1. Technical Field
This invention relates to managing services and overseeing mobility of a user in a telecommunication network. The invention is especially, but not exclusively, suitable for implementation in the proposed UMTS (Universal Mobile Telecommunications System) architecture.
2. Discussion of Related Art
FIG. 1 shows generally the architecture proposed for UMTS. A mobile station (MS) 1 can communicate by radio with one or more base stations (BS) 2. Each base station is linked by an lub interface 3 to a single radio network controller (RNC) 4. Each RNC can be linked to one or more BSs. An RNC can be linked to another RNC by an lur interface 5. Each RNC is linked by an lu interface 6 to a core network (CN) 7. The CN includes one or more serving nodes that can provide communication services to a connected mobile station, for example a mobile switching centre (MSC) or a serving GPRS (general packet radio service) support node (SGSN) 8. These units are connected by the lu interface to the RNCs. The CN is also connected to other telecommunications networks 9 such as fixed line networks or other mobile networks to allow onward connection of communications outside the UMTS network. The CN also includes other units such as a home location register (HLR) 10 and a visitor location register (VLR) 11 which help to control access to the network. The BSs and the RNCs and their interconnections constitute a UMTS terrestrial radio access network (UTRAN).

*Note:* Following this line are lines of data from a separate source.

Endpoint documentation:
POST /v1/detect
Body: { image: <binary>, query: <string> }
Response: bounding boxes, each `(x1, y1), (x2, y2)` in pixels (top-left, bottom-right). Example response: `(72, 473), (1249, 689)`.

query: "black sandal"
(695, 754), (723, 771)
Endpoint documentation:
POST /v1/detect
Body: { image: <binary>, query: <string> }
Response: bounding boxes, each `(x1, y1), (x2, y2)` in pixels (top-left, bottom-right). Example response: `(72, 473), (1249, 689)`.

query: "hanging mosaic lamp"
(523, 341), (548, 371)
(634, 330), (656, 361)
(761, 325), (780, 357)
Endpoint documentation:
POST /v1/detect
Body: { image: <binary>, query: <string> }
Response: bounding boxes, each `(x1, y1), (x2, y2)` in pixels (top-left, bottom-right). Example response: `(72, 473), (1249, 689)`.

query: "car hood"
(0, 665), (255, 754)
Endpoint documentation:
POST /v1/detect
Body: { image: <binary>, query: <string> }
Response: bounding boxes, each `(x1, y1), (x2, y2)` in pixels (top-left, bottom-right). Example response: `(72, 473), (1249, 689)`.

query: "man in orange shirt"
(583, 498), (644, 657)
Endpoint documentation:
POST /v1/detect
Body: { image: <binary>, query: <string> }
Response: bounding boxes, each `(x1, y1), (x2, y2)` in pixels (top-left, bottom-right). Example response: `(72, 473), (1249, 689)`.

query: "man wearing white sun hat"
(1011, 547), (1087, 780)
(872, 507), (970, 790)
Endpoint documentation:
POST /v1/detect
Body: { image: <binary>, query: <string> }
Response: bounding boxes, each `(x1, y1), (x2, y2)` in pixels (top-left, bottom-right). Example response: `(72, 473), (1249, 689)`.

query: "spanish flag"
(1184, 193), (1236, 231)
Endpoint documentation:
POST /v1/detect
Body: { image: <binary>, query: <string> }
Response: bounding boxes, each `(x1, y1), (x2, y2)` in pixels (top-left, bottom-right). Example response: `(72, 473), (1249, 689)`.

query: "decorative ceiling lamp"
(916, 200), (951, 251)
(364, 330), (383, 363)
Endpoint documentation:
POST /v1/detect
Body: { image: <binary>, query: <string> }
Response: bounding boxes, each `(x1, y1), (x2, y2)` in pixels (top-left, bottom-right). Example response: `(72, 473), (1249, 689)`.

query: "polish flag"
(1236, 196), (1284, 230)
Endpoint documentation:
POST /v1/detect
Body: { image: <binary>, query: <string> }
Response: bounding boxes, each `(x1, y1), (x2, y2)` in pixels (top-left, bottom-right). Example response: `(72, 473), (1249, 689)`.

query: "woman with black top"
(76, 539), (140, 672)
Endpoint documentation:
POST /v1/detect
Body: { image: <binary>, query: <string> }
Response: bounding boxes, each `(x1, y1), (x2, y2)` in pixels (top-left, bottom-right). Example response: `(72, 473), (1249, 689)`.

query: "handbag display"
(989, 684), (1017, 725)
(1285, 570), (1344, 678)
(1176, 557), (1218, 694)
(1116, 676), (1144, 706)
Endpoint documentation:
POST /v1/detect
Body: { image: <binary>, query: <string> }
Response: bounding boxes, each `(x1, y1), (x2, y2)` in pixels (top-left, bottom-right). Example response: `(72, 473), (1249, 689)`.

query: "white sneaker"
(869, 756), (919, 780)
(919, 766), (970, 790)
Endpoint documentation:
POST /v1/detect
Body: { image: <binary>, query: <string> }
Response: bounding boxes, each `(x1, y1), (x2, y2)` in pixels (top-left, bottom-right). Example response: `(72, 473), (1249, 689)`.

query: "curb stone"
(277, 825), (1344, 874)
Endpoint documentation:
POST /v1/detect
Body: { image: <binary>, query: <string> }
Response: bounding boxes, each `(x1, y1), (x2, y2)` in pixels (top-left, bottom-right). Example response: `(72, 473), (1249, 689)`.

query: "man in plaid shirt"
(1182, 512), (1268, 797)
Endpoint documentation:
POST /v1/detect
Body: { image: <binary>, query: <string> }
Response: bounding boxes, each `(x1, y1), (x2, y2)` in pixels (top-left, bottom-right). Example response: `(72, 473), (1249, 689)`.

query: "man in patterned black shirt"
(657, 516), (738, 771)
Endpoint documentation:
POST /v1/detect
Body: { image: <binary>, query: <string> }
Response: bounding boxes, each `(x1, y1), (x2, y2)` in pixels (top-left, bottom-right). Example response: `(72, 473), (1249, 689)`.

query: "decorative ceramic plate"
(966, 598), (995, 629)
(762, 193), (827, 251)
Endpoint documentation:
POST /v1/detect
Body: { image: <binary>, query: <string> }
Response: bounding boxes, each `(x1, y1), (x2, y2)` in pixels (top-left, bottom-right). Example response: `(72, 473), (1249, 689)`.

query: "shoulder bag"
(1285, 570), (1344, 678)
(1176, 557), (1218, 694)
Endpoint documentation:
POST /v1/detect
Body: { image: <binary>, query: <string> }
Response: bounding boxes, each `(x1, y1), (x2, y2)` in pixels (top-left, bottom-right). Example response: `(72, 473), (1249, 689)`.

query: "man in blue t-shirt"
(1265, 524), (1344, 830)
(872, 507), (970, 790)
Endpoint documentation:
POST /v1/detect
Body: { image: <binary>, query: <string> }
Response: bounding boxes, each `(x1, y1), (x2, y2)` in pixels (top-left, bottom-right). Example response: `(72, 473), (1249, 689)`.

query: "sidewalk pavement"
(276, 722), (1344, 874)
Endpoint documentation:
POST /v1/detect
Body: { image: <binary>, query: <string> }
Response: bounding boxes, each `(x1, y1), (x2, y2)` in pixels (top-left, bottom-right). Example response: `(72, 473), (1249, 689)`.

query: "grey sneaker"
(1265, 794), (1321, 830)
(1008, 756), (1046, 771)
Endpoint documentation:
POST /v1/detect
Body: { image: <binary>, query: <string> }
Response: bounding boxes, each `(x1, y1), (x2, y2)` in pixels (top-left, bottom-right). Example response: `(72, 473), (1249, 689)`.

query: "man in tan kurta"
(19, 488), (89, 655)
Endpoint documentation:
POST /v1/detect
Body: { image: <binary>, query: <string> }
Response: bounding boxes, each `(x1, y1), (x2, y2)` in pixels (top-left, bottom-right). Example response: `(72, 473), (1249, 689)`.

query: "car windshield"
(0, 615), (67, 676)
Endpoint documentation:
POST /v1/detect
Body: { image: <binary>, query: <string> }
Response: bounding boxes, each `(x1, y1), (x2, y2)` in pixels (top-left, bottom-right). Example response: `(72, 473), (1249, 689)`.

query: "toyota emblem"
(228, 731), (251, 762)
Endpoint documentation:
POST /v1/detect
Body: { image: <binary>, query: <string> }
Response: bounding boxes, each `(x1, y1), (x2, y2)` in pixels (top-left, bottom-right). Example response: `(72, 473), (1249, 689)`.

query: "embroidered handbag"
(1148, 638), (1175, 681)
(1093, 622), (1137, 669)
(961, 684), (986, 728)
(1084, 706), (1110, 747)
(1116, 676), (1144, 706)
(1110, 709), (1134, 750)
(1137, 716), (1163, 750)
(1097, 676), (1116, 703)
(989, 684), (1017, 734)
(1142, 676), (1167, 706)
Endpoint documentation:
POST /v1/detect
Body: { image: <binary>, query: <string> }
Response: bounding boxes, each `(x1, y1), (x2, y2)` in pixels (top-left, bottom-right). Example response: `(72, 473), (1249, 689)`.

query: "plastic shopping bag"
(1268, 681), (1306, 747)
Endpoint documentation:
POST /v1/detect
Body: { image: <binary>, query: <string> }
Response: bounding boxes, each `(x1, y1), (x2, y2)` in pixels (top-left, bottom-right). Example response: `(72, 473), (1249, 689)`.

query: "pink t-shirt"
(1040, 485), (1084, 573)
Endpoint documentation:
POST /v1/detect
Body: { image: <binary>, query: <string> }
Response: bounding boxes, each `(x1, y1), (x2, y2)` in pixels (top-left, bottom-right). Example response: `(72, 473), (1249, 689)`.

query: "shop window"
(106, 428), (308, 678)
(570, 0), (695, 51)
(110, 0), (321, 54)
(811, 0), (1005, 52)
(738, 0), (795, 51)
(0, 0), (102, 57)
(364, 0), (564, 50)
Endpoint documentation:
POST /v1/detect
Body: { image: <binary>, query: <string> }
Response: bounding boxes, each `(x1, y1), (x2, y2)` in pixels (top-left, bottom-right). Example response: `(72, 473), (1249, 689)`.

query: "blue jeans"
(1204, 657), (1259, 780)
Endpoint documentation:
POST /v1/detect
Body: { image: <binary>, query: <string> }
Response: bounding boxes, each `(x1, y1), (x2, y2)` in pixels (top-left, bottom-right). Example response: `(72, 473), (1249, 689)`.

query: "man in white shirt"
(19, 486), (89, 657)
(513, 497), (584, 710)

A mobile station can communicate with a core network via an RNC and a base station connected to that RNC. In soft handover (macrodiversity), the mobile station can send traffic communications via more than one base station. Those base stations may be connected to the same RNC or to different RNCs. If the base stations are connected to different RNCs then those RNCs communicate directly with each other via the lur interface to co-ordinate their actions and to combine signals received from the mobile station. One of those RNCs is designated as the serving RNC and the others as drift RNCs. Communications between the user and the core network go via the serving RNC only. Thus, whether the mobile station is in soft handover or not its connection to the CN is through a single RNC. It can also arise in other circumstances than macrodiversity that a BS is controlled by a drift RNC, with communications going via serving a serving RNC to the core network.
In the core network each serving node such as an MSC or SGSN can provide a set of services to the mobile station. For example:                An MSC can provide circuit switched (CS) communications, for example for speech, fax or non-transparent data services, and therefore has a link to other entities in the circuit switched domain such as other CS mobile networks such as GSM (Global System for Mobile Communications) and CS fixed wire networks such as conventional voice telephony networks.        An SGSN can provide packet switched (PS) communications, for example for packet data protocol (PDP) contexts for internet protocol (IP) data transmission, and therefore has a link to other entities in the packet switched domain such as GPRS-equipped GSM networks and the internet.        
The division of services between serving nodes is specified in the system specification and is strictly tied to the assumed network architecture. There may be other nodes than the MSC or SGSN providing overlapping or additional services.
It can be envisaged that in the future some services may be provided differently from the current arrangement. For example, speech services seem likely to migrate from the CS to the PS domain. In order to implement these changes to the network in the form described above is likely to cause substantial disruption. For example, to shift the provision of a fundamental service such as voice traffic to the PS domain may require routing hardware and software, as well as software in each mobile station, to be updated. This would cause great expense and inconvenience to network operators.